The Scotsman claims that hundreds of blood transfusion patients were infected with hepatitis C in the mid-1980s - because the government did not approve a testing programme.

The paper says minutes from meetings held by the directors of blood transfusion centres revealed that plans to carry out a study into hepatitis C were rejected because of "a lack of time and resources".

The issue is due to be discussed next week by the Scottish Parliament and the Haemophilia Society is calling for a full public inquiry.

Low profile campaign

The Times is looking ahead to the general election and reports that Tony Blair is planning to drop the "glitz and glamour" which marked his 1997 campaign.

Quoting a key Labour adviser, the paper says Mr Blair wants to counter his party's arrogant reputation by touring the country with a message of humility.

Celebrity supporters will be low profile and set speeches will be replaced with informal, "shirt-sleeved, spontaneous meetings".

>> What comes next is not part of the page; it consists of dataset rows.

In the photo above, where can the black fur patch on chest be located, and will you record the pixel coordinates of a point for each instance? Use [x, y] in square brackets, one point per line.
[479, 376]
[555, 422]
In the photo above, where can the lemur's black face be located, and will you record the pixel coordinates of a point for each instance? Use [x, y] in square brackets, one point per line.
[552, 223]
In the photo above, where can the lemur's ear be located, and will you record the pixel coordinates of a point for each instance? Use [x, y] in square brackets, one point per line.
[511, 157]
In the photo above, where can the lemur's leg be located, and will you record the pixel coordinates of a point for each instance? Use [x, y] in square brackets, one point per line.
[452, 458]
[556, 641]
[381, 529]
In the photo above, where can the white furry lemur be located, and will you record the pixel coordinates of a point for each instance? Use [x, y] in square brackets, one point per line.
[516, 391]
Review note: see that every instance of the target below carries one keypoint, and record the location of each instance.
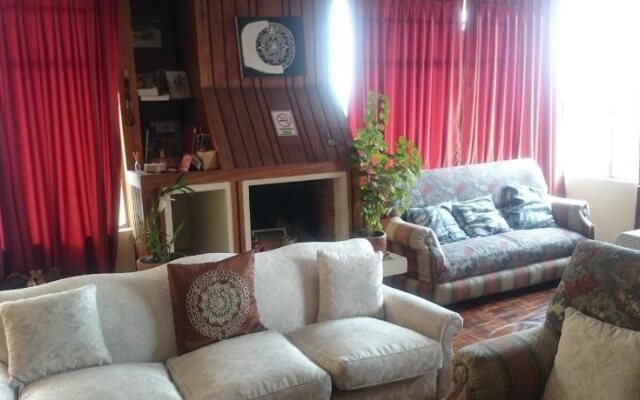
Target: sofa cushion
(350, 285)
(213, 301)
(479, 217)
(595, 360)
(260, 365)
(112, 382)
(363, 352)
(479, 256)
(527, 208)
(53, 333)
(439, 219)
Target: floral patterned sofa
(470, 268)
(602, 281)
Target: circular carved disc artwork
(276, 45)
(218, 303)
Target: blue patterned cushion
(507, 250)
(526, 208)
(479, 217)
(439, 219)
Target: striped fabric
(510, 367)
(426, 257)
(482, 285)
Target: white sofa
(370, 355)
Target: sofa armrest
(6, 392)
(428, 319)
(573, 215)
(410, 235)
(514, 366)
(419, 239)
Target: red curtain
(410, 50)
(508, 103)
(60, 155)
(463, 96)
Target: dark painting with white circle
(271, 46)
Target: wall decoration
(271, 46)
(284, 123)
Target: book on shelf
(160, 97)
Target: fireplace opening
(290, 212)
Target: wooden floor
(502, 313)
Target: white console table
(393, 264)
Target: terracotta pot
(378, 239)
(142, 264)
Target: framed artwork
(284, 123)
(271, 46)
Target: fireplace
(303, 208)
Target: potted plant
(157, 242)
(384, 178)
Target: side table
(630, 239)
(393, 264)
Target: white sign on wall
(284, 123)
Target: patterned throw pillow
(439, 219)
(213, 301)
(479, 217)
(527, 208)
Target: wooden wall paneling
(258, 125)
(217, 128)
(231, 53)
(231, 128)
(268, 122)
(216, 40)
(325, 125)
(338, 124)
(246, 131)
(294, 149)
(128, 104)
(312, 115)
(200, 65)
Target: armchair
(601, 280)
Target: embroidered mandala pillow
(439, 219)
(479, 217)
(213, 301)
(53, 333)
(527, 208)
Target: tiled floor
(503, 313)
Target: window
(341, 52)
(599, 88)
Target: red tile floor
(502, 313)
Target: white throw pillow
(53, 333)
(350, 285)
(595, 360)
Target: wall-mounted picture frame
(271, 46)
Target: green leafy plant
(384, 177)
(157, 242)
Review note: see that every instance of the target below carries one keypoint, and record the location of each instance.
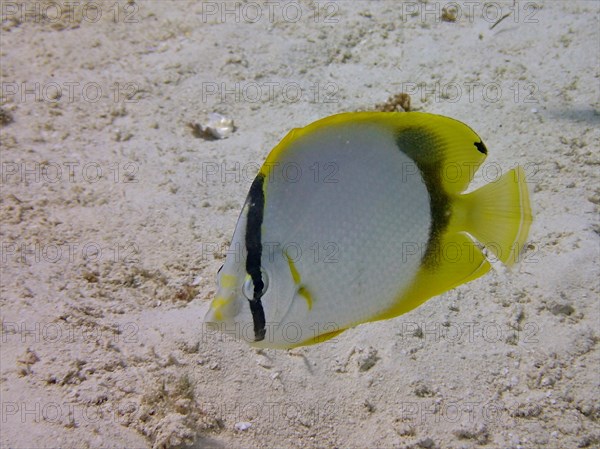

The adviser tells the paper: "There will be less big picture stuff - it will be very touchy-feely."

Do you take this Guy?

It might be just another celebrity wedding, but none of the papers - not even the broadsheets - can resist speculating about Madonna's marriage to the film director Guy Ritchie in the Scottish Highlands later this month.

The Times profiles the Reverend Susan Brown, who is widely tipped to conduct the ceremony.

Known as Holy Spice, she trebled the congregation in her last church by adopting unusual tactics like roller-skating down the aisles.

The Guardian reports that residents in the remote Sutherland town of Dornoch are far from phased by the announcement.

One man tells the paper: "I'm still waiting for someone to tell me who Madonna is."